We have $n$ nodes and $N$ links between those nodes. We will include randomness for each node $v_i$ through a relay delay $\Lambda_i\sim\text{Exponential}(\lambda_i)$ and processing delay $\Pi_i\sim\text{Uniform}(a,\pi_i)$, where the parameters are drawn with $\lambda_i\sim\text{Gamma}(\alpha,\beta)$ and $\pi_i\sim\text{Pareto}(\gamma,\delta)$. Each $\lambda_i$ and $\pi_i$ are drawn once for each node at the start of the simulation. Note that the relay delay in the real Bitcoin network, the delay distribution for each node is drawn from a common distribution.
When a node $v_i$ receives a transaction, it draws a relay delay for each of its peers $v_j$ from $\Lambda_i$. Each of those peers then adds a delay drawn from $\Pi_j$ before it can send the transaction onto its own peers. In practice, we start at the first node to generate delay times for each node, sort by time, move to the next node to generate more delay times taking the minimum delay time for each node as the new delay time, and so on until all nodes have been moved to. At the end we add $\Lambda_i$ to each delay time to give a reception time at the monitor node.
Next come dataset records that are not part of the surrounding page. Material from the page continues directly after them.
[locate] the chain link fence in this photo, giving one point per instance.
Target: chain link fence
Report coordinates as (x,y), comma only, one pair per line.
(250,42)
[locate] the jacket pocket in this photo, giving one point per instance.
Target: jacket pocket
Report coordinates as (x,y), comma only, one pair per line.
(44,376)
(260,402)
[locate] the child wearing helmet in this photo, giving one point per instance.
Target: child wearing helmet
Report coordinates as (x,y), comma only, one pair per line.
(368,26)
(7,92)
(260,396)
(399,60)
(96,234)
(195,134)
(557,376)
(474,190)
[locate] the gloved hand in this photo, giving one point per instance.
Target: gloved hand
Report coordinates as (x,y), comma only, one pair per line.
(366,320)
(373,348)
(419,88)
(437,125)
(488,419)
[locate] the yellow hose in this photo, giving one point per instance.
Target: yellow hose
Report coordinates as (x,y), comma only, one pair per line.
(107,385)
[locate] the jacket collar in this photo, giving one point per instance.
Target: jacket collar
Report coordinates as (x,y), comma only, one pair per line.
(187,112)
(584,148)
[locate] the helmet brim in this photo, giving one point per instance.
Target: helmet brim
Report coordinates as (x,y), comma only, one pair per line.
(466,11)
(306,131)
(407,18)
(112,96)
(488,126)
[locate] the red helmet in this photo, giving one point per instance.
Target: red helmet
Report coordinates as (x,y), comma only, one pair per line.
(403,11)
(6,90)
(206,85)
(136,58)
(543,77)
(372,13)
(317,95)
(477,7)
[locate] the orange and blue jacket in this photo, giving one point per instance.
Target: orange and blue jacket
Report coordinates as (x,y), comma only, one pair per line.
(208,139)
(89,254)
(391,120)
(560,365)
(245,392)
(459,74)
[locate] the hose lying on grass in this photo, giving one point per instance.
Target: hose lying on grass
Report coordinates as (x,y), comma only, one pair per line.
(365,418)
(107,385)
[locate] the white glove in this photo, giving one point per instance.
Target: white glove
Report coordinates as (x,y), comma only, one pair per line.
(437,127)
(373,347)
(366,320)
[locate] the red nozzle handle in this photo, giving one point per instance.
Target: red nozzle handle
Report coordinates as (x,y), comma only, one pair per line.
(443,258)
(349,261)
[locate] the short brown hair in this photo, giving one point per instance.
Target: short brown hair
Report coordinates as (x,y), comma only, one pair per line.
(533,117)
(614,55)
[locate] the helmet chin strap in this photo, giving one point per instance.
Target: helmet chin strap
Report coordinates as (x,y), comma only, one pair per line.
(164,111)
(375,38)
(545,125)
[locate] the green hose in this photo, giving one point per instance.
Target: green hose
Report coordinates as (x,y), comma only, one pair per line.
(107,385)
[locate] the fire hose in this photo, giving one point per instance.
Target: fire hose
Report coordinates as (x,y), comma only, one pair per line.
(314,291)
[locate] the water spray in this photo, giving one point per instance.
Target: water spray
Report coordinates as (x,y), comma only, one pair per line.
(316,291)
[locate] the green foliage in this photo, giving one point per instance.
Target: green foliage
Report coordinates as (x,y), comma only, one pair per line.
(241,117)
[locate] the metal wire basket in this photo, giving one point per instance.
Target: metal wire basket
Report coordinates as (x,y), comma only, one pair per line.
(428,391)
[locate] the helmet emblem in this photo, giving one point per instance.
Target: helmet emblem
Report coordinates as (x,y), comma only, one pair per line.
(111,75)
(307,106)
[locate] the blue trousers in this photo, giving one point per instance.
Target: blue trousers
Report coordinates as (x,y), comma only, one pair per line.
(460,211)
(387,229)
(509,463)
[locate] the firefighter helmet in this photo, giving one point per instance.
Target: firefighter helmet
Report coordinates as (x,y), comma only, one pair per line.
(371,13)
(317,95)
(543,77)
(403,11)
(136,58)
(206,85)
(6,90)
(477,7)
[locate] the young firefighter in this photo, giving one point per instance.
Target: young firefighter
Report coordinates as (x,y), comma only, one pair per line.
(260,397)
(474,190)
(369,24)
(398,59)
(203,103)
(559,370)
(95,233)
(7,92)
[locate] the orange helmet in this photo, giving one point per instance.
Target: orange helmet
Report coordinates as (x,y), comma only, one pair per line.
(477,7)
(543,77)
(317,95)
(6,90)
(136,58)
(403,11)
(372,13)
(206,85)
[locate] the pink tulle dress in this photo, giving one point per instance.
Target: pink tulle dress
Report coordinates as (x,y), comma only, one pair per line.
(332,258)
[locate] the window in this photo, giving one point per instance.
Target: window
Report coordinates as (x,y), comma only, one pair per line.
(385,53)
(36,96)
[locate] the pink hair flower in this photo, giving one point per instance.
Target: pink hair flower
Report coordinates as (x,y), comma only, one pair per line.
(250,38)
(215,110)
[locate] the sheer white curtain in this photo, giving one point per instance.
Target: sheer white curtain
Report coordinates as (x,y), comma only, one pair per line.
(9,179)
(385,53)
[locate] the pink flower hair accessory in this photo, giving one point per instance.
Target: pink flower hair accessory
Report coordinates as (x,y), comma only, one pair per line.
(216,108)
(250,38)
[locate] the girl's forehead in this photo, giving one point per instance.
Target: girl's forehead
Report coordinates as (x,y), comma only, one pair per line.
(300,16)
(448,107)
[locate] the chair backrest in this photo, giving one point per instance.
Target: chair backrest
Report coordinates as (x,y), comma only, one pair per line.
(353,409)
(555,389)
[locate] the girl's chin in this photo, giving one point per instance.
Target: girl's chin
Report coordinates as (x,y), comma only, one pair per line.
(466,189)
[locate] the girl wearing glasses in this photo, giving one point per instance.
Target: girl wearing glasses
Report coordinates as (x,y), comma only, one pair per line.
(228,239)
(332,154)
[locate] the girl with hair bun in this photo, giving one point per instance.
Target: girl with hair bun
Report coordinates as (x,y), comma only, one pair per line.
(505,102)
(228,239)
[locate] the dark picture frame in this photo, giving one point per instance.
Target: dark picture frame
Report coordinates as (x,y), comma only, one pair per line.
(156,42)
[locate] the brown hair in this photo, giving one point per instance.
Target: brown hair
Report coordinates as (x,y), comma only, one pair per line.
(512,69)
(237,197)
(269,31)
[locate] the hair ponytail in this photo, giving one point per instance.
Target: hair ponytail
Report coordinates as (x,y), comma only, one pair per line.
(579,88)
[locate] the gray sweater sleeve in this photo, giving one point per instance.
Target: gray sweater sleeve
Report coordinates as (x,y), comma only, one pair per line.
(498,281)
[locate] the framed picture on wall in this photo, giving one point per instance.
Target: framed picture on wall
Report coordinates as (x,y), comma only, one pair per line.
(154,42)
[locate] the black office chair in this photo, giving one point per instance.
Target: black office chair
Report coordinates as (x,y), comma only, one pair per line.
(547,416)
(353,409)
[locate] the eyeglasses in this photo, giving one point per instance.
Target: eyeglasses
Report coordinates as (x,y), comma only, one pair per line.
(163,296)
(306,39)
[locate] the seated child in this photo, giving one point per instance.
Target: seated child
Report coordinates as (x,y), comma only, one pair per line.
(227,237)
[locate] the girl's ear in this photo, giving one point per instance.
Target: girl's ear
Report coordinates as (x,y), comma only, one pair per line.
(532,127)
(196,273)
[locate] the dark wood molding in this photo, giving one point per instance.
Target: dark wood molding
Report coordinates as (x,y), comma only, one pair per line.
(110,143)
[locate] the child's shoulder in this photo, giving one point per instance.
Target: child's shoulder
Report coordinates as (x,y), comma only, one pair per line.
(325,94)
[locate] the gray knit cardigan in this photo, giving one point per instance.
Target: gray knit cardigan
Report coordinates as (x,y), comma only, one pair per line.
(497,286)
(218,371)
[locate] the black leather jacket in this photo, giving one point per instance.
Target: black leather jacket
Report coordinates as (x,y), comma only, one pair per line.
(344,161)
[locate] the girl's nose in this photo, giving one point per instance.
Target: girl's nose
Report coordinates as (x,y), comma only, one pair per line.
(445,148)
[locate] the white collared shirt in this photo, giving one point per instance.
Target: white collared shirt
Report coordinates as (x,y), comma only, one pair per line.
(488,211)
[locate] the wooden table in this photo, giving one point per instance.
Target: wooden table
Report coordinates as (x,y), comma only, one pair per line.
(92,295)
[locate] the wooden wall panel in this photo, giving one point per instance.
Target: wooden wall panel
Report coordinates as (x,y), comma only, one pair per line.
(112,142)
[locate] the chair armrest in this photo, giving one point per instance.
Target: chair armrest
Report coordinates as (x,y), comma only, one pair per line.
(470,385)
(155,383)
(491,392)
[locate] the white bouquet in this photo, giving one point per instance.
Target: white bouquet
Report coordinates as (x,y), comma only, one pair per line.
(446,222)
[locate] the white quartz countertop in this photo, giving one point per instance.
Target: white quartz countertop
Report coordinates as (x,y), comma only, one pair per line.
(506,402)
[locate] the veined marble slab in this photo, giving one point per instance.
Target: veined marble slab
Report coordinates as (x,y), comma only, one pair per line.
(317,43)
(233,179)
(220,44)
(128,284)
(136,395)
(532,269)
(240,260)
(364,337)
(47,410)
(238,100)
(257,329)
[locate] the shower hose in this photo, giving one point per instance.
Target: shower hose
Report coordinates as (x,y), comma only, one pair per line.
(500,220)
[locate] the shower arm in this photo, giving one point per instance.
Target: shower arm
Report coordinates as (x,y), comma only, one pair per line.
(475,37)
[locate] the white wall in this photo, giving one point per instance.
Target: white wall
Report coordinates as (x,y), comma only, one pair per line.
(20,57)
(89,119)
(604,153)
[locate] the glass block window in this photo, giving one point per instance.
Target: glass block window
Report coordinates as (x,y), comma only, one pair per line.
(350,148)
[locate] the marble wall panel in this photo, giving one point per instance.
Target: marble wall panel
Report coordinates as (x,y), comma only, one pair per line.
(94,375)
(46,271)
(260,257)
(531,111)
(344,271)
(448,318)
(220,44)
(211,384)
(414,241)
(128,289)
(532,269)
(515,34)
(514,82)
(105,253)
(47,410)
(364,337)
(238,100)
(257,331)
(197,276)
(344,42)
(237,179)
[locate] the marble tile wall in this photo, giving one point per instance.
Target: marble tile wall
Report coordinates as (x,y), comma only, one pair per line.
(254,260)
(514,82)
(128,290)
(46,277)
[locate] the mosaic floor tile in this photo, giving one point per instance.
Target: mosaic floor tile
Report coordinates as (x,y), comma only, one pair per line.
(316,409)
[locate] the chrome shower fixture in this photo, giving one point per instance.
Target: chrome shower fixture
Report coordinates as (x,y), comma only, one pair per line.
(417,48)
We may also want to model a situation in which a small number of nodes generate a disproportionate quantity of the data. For this we will draw nodes from a discretised truncated Pareto distribution. With $n$ nodes, the probability we pick the $i^{th}$ node is given by $$P(D=i|n) = \frac{1}{1-\left(\frac{1}{n+1}\right)^c}\left[\frac{1}{i^c}-\frac{1}{(i+1)^c}\right]$$ where for $d_n$ proportion of nodes accounting for $d_s$ proportion of transaction sources, $c$ is calculated numerically as the solution to $$d_s = P(D\le d_n\cdot n|n) = \frac{1}{1-\left(\frac{1}{n+1}\right)^c}\left[1-\frac{1}{(d_n\cdot n + 1)^c}\right].$$
So the simulator can be set up by specifying the parameters $a,\alpha,\beta,\gamma,\delta,d_n,d_s)$ along with the number of nodes, edges and transactions.